Migranti per il caldo in fuga dal deserto
Madrid Il deserto avanza. E milioni di persone sono in fuga dalle zone rurali che le politiche ottuse dei governi centrali non riescono a tutelare. Cambi climatici e un sistema sbagliato di gestione delle risorse idriche stanno contribuendo a provocare il più grande problema ecologico del nostro tempo.
È questo in sintesi l'allarme lanciato dall'ottava sessione della Conferenza delle Parti (Cop) della Convenzione delle Nazioni Unite di lotta contro la desertificazione che, dopo due settimane di lavori, terminerà oggi a Madrid. Vi hanno partecipato 191 delegati provenienti principalmente dai paesi del sud del mondo. La desertificazione colpisce quasi un quarto delle terre del pianeta e un sesto della popolazione mondiale. La Spagna per esempio soffrì nell'anno 2005 la peggiore siccità degli ultimi 60 anni ed è ormai certo che perlomeno un terzo del paese corre un grave o gravissimo rischio di trasformarsi in deserto.
Un rapporto presentato nel giugno scorso dall'Università delle Nazioni Unite avverte come il cambio climatico stia trasformando la desertificazione nella «maggiore sfida ecologica del nostro tempo». Lo stesso rapporto avvisava che se non si mettono in marcia iniziative per far fronte alla minaccia che incombe sulle forme di vita rurale, circa 50 milioni di persone potrebbero emigrare nei prossimi 10 anni.
Risulta palese come il diritto internazionale debba rivedere il concetto di rifugiato per poterlo così aprire verso nuove realtà sociali, come quelle derivanti dal deterioramento ambientale.
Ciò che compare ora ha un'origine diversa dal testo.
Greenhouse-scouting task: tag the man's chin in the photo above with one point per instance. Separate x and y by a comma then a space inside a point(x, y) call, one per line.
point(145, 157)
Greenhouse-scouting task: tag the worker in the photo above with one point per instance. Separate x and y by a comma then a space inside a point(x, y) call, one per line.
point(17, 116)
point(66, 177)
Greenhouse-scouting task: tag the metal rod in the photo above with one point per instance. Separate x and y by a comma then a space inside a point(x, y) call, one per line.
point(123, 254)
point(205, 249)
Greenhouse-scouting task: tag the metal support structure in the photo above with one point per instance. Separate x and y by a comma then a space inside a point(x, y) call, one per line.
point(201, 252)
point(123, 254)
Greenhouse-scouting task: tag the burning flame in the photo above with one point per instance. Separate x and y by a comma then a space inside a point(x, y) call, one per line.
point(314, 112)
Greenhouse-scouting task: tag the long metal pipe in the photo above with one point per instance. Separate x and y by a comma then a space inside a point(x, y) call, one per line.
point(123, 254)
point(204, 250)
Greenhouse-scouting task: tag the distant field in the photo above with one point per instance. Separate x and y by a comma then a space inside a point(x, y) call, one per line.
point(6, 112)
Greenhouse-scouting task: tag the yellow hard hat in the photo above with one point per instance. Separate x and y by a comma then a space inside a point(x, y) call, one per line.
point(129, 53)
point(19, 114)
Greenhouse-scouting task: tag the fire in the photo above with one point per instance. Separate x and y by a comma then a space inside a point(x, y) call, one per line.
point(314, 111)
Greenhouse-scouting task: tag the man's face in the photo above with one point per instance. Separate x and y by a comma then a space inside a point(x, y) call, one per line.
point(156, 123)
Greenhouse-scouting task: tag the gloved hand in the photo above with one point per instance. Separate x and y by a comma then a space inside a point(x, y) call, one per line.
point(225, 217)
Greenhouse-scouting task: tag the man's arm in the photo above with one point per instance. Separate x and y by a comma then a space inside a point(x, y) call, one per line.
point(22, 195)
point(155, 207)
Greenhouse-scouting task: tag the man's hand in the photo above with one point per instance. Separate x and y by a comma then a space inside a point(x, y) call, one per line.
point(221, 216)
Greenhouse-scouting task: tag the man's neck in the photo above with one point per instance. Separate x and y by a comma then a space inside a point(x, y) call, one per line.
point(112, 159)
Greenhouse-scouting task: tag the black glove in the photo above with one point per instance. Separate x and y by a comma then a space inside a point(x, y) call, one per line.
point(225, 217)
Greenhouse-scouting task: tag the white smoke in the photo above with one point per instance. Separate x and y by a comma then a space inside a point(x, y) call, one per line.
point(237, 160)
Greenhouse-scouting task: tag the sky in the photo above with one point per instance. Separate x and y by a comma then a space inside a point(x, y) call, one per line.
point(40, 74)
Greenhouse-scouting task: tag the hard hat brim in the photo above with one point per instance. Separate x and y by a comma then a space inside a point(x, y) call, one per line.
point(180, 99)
Le migrazioni generate da problemi socio-ambientali sono molteplici e complesse. La desertificazione è attualmente una delle cause più importanti tra quelle che provocano la fuga forzata di milioni di persone, impossibilitate a continuare a vivere in aree dove diminuisce fortemente la possibilità di produrre alimenti, si altera la biodiversità e diminuisce l'accesso all'acqua.
E la politica cosa fa? «Una Convenzione senza azione causa desertificazione», è stata questa l'affermazione, ribadita da tutta la galassia delle Ong presenti, con la quale si è aperta due settimane fa la Conferenza delle Parti (Cop)della Convenzione Onu sui cambiamenti climatici. Eccesso di burocratizzazione, mancanza di trasparenza di alcuni organi e istituzioni, e scarsa ripercussione delle politiche a livello locale sono i punti deboli sottolineati da molti delegati ufficiali oltre che dall'insieme di Ong presenti.
Per esempio, come afferma George Bright Awudi, rappresentante degli Amici della Terra del Ghana, «il Comitato scientifico tecnologico fu creato per generare informazione scientifica sulla situazione della desertificazione in vari punti del pianeta. Questa informazione deve essere analizzata in modo che le politiche dei paesi colpiti possano servire a combattere questo fenomeno a livello locale. Ma pare che questa seconda parte cosi importante sia caduta nel dimenticatoio».
Intervenendo nella «Sessione di dialogo aperto» svoltasi martedì 11, la ministra dell'Ambiente e presidentessa della Conferenza, Cristina Narbona, ha richiamato l'attenzione dei delegati presenti affinché la Cop rinnovi la propria relazione e si apra finalmente verso il mondo civile facendo suoi alcuni dei temi proposti dalle Ong presenti, che più di altri rappresentano la società civile.
Viene richiesto un maggior impulso all'azione locale ed una più agile comunicazione tra attori sociali implicati nel processo.
Di nuovo George Bright Awudi afferma: «Temiamo che questa Convenzione sui Cambiamenti climatici possa diventare la parente povera di quella sulla Diversità biologica. Che è legata direttamente agli interessi economici di compagnie private connessi ai diritti di proprietà intellettuale, ai brevetti e allo sfruttamento del traffico di sostanze stupefacenti. Nel caso della Convenzione sul clima gli interessi e le imprese private hanno come fulcro la sfera politica e il mercato energetico. Questa Convenzione in cambio si occupa direttamente delle risorse offerte alle/dalle comunità locali per incrementare lo sviluppo della qualità della vita nei diversi paesi. Si tratta di un problema di uguaglianza, non molto interessante in termini politici ed economici... Ma gli sforzi realizzati finora risulteranno inutili se non si passerà all'azione».